The changes of circulating miR-30c, PAI-1 and vitronetin (VN) in plasma from CHD, noncomplicated (NC) + DM2, CHD + DM2 subjects and control individuals were assessed by quantitative reverse transcription PCR (qRT-PCR) and ELISA assays, respectively. The effects of miR-30c on VN expression by targeting PAI-1 were assessed in vitro SMC and in ex vivo plasma, using bioinformatic analysis, miRNA transfection, luciferase assays, qRT-PCR and western blot, respectively.
We found that decreased circulating miR-30c was negatively correlated with the severity of coronary lesions and the resulting elevated PAI-1 and VN levels. Circulating miR-30c significantly distinguished between patients with CHD + DM2, NC + DM2, CHD and control subjects, and that were significantly associated with certain risk factors for progression from a normal individual to one with CHD + DM2. Furthermore, we also showed that miR-30c plays a previously unrecognized role in regulating the expression of VN levels via regulating PAI-1 levels in vitro SMC and in ex vivo plasma.

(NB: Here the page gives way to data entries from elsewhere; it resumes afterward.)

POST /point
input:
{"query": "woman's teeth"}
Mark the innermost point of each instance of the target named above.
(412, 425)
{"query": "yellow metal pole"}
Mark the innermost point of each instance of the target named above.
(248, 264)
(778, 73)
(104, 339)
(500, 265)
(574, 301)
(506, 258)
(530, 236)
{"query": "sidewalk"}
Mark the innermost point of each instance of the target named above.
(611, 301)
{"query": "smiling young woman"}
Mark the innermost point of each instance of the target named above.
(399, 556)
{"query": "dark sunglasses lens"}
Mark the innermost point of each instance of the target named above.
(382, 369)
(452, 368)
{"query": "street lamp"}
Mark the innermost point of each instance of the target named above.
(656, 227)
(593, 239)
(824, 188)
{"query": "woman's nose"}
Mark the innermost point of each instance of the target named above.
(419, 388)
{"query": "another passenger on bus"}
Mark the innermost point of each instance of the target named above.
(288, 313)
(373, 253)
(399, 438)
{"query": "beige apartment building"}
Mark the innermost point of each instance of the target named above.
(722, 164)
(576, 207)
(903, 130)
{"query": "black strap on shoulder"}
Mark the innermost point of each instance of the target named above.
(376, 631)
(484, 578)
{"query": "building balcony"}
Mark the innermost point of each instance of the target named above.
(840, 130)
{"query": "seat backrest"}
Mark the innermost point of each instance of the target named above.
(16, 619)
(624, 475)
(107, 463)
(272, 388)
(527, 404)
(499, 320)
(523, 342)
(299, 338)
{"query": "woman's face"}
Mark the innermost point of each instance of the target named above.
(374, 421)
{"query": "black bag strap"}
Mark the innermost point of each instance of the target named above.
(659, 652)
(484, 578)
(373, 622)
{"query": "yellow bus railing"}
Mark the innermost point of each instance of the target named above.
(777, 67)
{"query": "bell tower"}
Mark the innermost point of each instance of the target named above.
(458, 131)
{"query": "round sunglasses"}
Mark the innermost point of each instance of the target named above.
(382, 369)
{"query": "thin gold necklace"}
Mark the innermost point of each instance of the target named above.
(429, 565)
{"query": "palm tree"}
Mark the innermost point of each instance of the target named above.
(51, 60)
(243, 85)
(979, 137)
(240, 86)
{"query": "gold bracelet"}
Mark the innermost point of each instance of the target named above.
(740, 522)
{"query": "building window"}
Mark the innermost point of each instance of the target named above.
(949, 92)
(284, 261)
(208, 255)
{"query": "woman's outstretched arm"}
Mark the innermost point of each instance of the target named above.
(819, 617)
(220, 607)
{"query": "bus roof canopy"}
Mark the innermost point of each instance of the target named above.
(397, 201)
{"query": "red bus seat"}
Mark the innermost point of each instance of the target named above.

These findings provide a novel regulatory mechanism of miR-30c in regulating PAI-1/VN interactions and that may serve as a diagnostic biomarker of DM2 that is complicated with CHD.
2 型糖尿病(DM2)与冠心病(CHD)相关,其特征在于纤溶酶原激活物抑制剂(PAI-1)水平升高。循环 microRNA 已被报道为 DM2 和 CHD 的潜在诊断生物标志物。然而,其潜在机制在很大程度上仍不清楚。
通过定量逆转录 PCR(qRT-PCR)和 ELISA 测定分别评估 CHD、非合并(NC)+DM2、CHD+DM2 患者和对照个体血浆中循环 miR-30c、PAI-1 和 vitronectin(VN)的变化。通过生物信息学分析、miRNA 转染、荧光素酶测定、qRT-PCR 和 Western blot,分别评估 miR-30c 通过靶向 PAI-1 对 VN 表达的影响。
我们发现,循环 miR-30c 的减少与冠状动脉病变的严重程度呈负相关,导致 PAI-1 和 VN 水平升高。循环 miR-30c 可显著区分 CHD+DM2、NC+DM2、CHD 和对照患者,且与从正常个体发展为 CHD+DM2 个体的某些危险因素显著相关。此外,我们还表明,miR-30c 通过调节体外 SMC 和离体血浆中的 PAI-1 水平,在调节 VN 水平方面发挥了以前未被认识的作用。
这些发现提供了 miR-30c 通过调节 PAI-1/VN 相互作用的新的调节机制,可能作为伴有 CHD 的 DM2 的诊断生物标志物。